When ‘analysts’ and ‘contributors’ are in fact neither of those things, the idea of ‘verification’ falls to the wayside and the word ‘fabrication’ comes to mind. This ties in with the notion of transparency – viewers may believe they are getting the finance report from someone in the know (because they’re standing in front of a giant CBA logo) but they’re really getting a biased version of the days stock and so neither verification nor transparency are being used here.
I feel I may overstep the word limit on this slightly because though I almost fell into journalism as a way of utilising my love for words and the double major in English I did in college while making use of the UAI I didn’t try to achieve (it wasn’t very high), I have come to recognise it as a powerful industry contributing to society in ways I’d previously not imagined.
This reading stirred a few things in me. Firstly, the relationship between media and politics has indeed become very complex and I have felt isolated in my view that Australian politics are more about he-said, she-said than actual policy because no one else in positions of authority to assert this did so. Rosenstiel and Kovach talk about the ‘horse race bias’ in reporting political campaigns in the US and this idea reflects the cynicism I feel with regard to political reporting here in Australia. What I have been taught about morals and ethics in reporting appears at odds with the reality of the industry and this reading strengthened my feelings of disillusion with the state of political media as I thought about verification and transparency in journalism.
This quote from the reading perhaps best summarises why I feel this way:
The press covers what the candidate does that day. The polls measure the political impact of that behavior. The media then analyze whether the latest campaign performance is helping in the polls. And that in turn influences the candidate’s behavior.”
To speak from experience, I can say frankly that being told each week whether K. Rudd is more popular than Tony Abbott doesn’t mean anything to me. More than anything it reflects the percentage of Australians who were offended by Abbott’s budgie smugglers (a downright disgusting misuse of media time across Australia that continues to this day, and one I fear to include as it may serve only to perpetuate the stunt’s efficacy in bringing Abbott press) and had at their fingertips the opportunity to lodge their approval (or not) of the action as they perused ninemsn or news.com instead of doing any work (maybe I imagine too harshly what happens in public service offices but from what I’ve heard from those in such positions that is actually the norm).

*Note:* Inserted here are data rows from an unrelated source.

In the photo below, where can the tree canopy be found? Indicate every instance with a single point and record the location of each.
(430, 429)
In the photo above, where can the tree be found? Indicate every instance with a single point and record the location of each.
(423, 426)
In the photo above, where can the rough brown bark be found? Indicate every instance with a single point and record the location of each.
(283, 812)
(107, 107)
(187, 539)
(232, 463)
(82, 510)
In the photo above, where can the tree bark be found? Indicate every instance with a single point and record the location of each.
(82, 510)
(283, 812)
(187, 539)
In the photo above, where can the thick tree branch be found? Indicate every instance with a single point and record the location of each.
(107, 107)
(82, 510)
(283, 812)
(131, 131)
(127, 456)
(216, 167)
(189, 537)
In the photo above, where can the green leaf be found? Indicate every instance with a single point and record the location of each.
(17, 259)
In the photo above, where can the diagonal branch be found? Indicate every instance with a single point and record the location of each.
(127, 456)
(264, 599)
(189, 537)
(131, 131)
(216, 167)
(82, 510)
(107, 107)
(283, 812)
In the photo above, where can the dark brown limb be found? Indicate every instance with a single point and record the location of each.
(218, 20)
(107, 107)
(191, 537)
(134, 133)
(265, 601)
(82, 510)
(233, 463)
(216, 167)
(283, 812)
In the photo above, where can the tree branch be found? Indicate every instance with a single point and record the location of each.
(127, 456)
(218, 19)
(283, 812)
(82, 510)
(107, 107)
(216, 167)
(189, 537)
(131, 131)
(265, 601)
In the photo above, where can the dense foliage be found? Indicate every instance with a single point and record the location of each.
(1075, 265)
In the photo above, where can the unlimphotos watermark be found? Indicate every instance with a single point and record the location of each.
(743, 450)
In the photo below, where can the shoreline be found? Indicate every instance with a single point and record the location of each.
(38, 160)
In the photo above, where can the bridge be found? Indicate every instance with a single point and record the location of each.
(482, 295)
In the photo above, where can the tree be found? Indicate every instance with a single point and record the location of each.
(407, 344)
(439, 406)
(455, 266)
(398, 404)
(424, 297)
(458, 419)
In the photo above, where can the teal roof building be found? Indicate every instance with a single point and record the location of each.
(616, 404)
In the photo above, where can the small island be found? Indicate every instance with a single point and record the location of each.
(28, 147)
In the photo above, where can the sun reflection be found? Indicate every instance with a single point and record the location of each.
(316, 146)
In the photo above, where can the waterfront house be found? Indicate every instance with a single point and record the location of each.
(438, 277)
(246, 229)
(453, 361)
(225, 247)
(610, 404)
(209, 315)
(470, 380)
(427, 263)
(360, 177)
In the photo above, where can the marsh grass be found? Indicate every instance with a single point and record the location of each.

To make a point I’ve been trying to sharpen for the last two and a half years, the relationship between media and politics has become far too interdependent and that is shaping both the state of politics and media. That talking heads on stations like Sky News here are being labelled ‘analysts’ when really they are representatives of particular corporate interest reflects something ominous. The cycle Rosenstiel and Kovach describe further reflects this, but what isn’t said is that the time spent devising the shape of politicians’ media figures is time not spend on writing policy. The Abbott/Rudd popularity race has long annoyed me because I always wonder – “Surely Tony Abbott has more to do and say as Opposition leader with relation to Liberal policy than to merely discredit another of Rudd’s policies/actions, even it will sell tomorrow’s paper and draw viewers to TV bulletins..”
Being told ‘not to believe everything you see on the news’ goes against what I have learned of reporting – you have to verify your facts, you have to balance your story and, while you’re in university, report without bias. Unless asked not to by your talent, you have to identify your sources, but in any event the credibility of talent is enormously important because otherwise it's not news!

It seems though that to get ahead, or a job, your ability to advance the interests of the company is more important than any of those things and from the get-go, the integrity of the industry is forgotten as wanna-be reporters forsake the integral fundamentals of their craft to get their foot in any door.